# Microsoft Office Application Help - Excel Help forum > Excel Charting & Pivots >  > [SOLVED] Line Chart - Horizontal is months, vertical is lables and totals

## Shruder

Hello, 

I am having issues getting this line chart to line up the way I want it (attached excel). 

I want to grab the months of Jul-20 to Dec -20 in row 3 of sheet1, and display that up top as horizontal. 

Then grab A7:A9 vertical lables from sheet1. And also grab G7:M9 for data to display across horizontal. 

any ideas? 

chart.PNG

Chart Data.PNG

----------


## MrShorty

I wasn't sure of all the details, but this should be close:

1) I selected A7:A9 -> Ctrl -> select G7:M9 to get a multi-area selection
2) Insert -> Line chart.
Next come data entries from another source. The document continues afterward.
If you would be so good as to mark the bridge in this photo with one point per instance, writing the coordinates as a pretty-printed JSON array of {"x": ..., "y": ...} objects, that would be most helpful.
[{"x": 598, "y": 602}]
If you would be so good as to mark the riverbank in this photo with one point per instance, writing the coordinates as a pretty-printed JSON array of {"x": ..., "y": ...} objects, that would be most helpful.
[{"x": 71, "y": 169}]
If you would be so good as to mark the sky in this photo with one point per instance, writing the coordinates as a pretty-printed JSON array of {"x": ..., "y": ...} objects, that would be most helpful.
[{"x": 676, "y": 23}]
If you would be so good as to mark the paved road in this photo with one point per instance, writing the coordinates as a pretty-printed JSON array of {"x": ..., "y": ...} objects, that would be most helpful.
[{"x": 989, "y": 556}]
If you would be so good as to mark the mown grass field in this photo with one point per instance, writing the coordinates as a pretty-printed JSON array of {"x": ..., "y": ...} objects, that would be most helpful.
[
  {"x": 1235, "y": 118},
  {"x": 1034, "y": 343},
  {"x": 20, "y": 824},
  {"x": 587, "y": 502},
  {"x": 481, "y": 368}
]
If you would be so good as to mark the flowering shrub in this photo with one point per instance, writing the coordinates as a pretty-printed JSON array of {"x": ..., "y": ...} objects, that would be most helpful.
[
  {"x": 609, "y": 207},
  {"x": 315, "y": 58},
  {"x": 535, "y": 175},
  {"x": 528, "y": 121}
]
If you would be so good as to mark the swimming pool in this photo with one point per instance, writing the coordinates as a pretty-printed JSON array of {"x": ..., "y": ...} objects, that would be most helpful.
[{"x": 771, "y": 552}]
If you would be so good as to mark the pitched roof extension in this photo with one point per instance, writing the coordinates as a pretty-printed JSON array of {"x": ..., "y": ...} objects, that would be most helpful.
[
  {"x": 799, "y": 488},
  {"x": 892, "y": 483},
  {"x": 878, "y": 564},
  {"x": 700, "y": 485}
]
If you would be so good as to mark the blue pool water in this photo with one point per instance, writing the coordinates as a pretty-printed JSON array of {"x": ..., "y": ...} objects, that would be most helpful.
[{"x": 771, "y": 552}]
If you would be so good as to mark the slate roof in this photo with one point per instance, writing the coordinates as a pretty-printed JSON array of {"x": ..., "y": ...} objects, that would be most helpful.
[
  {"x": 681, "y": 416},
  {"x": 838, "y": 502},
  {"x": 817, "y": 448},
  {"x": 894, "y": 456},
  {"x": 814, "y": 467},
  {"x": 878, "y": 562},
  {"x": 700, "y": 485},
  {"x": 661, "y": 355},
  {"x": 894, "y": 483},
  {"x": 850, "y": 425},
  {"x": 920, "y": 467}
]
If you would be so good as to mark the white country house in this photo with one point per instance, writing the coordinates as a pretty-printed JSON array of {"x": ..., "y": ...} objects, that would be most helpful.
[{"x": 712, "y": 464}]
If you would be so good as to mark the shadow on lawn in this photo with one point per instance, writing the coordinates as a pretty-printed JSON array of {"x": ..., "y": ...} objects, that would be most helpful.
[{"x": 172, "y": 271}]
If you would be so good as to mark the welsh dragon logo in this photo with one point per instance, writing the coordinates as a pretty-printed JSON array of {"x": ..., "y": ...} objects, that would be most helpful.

Excel defaults to count numbers on the horizontal axis, A7:A9 as the series names/labels, and each row in G7:M9 as the values it charts for each series.
3) To get the dates on the horizontal axis, I pull up the select data dialog -> Edit horizontal category axis labels -> Tell it to use G3:M3 (which technically corresponds to Jun to Dec rather than Jul to Dec. I wasn't sure which one you intended).

That should be close to what you describe.

----------